There has been some public discussion in comp.risks on signed binaries. ActiveX technology allows client software such as mail agents/browsers/etc. to run foreign code fragments. Unlike Java, there is no typesafety information attached to these fragments, which leads to many security problems.
ActiveX addresses security issues by relying on digital signatures to establish origin and leaving it to the user to make a trust decision based on certifiers. They have an API for creating, checking and manipulating signed code, though it is not clear how well their scheme handles revocation of credentials.
Recently, some German hackers showed how to steal money from Quicken users through ActiveX extensions. Here's the discussion that ensued on comp.risks:
My conclusion is that ActiveX technology is good for sharing code within a single security domain such as an intranet, but is unsuitable for use over the Internet at large. ActiveX can work well within an intranet because local auditing, security policies, and trust relationships already exist within an intranet. Any attempt to deploy ActiveX on a global scale is open to serious security attacks. A scheme such as Java, where the safety and security of incoming code can be checked independently without relying on trust, is necessary when going across domains of trust.
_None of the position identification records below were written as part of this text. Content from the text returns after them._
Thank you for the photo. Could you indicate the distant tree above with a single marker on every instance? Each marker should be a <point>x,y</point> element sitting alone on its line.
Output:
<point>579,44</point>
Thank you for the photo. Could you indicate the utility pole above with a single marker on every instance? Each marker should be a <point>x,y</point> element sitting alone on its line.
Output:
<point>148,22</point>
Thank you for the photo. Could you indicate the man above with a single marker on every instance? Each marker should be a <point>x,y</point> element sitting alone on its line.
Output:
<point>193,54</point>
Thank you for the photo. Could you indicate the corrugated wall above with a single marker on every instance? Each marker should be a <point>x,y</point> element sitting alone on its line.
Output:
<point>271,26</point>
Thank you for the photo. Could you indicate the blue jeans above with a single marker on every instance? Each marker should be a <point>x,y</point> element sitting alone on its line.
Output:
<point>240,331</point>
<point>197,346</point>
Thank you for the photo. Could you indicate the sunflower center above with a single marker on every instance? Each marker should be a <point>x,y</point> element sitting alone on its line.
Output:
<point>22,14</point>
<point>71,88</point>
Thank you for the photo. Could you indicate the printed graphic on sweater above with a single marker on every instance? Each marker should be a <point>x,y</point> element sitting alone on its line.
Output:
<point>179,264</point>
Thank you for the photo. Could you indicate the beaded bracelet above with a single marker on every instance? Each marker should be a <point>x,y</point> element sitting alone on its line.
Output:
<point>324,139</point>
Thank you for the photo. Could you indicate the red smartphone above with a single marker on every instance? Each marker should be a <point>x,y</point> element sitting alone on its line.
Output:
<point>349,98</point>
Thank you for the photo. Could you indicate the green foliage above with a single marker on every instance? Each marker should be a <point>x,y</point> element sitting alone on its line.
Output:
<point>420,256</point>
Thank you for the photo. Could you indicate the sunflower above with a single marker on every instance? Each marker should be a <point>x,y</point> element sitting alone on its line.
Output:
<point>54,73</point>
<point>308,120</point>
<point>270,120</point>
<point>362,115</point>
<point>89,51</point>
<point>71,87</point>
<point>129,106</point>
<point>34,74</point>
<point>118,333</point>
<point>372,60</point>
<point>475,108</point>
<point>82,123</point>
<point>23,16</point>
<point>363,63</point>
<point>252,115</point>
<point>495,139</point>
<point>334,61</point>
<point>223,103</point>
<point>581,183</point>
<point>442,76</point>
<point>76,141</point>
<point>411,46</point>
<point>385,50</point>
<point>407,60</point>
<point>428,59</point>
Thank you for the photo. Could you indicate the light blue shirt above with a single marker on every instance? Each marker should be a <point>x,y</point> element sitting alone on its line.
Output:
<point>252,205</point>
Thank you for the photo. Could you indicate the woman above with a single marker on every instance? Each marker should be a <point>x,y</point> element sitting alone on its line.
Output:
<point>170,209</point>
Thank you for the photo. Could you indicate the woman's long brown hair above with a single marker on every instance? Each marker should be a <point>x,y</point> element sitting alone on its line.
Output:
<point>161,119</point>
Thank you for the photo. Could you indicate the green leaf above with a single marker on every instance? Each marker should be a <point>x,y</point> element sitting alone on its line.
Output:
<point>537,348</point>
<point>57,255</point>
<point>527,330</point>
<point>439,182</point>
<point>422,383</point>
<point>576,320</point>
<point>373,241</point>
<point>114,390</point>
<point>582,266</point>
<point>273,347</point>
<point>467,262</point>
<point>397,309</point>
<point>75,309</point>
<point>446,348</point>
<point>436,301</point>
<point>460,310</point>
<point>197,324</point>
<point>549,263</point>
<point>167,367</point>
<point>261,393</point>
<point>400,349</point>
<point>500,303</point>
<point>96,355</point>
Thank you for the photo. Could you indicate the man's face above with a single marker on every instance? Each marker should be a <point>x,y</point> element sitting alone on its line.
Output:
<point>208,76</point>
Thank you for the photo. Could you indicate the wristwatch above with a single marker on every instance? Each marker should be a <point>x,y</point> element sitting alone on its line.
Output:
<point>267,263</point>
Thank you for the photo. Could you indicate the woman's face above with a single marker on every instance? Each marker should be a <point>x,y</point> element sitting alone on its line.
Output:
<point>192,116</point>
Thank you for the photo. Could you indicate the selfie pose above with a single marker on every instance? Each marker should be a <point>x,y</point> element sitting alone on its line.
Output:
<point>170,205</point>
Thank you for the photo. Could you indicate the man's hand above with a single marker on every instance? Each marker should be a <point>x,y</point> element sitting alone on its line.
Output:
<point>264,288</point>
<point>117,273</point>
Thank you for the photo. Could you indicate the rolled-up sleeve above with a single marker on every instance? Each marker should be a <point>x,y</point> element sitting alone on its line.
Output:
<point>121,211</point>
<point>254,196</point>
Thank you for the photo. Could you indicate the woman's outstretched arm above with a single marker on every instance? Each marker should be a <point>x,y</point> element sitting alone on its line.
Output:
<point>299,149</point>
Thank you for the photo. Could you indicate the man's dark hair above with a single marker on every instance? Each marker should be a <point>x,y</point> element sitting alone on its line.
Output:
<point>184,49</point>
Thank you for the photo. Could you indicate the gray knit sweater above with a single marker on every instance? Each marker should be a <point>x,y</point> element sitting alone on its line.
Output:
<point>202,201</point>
We believe that our work on the Kimera Project combines the advantages of both technologies. A Kimera firewall verifies the safety and security of foreign code at its point of entry into a security domain. A Kimera firewall can also modify the incoming code according to central security restrictions, make entries in a secure audit trail, and perform mandatory access control for an enterprise. It then compiles the Java code into native code, and forwards it to a client with a local certificate. The clients can be made leaner and smaller since they can defer verification and compilation services to their Kimera Firewall.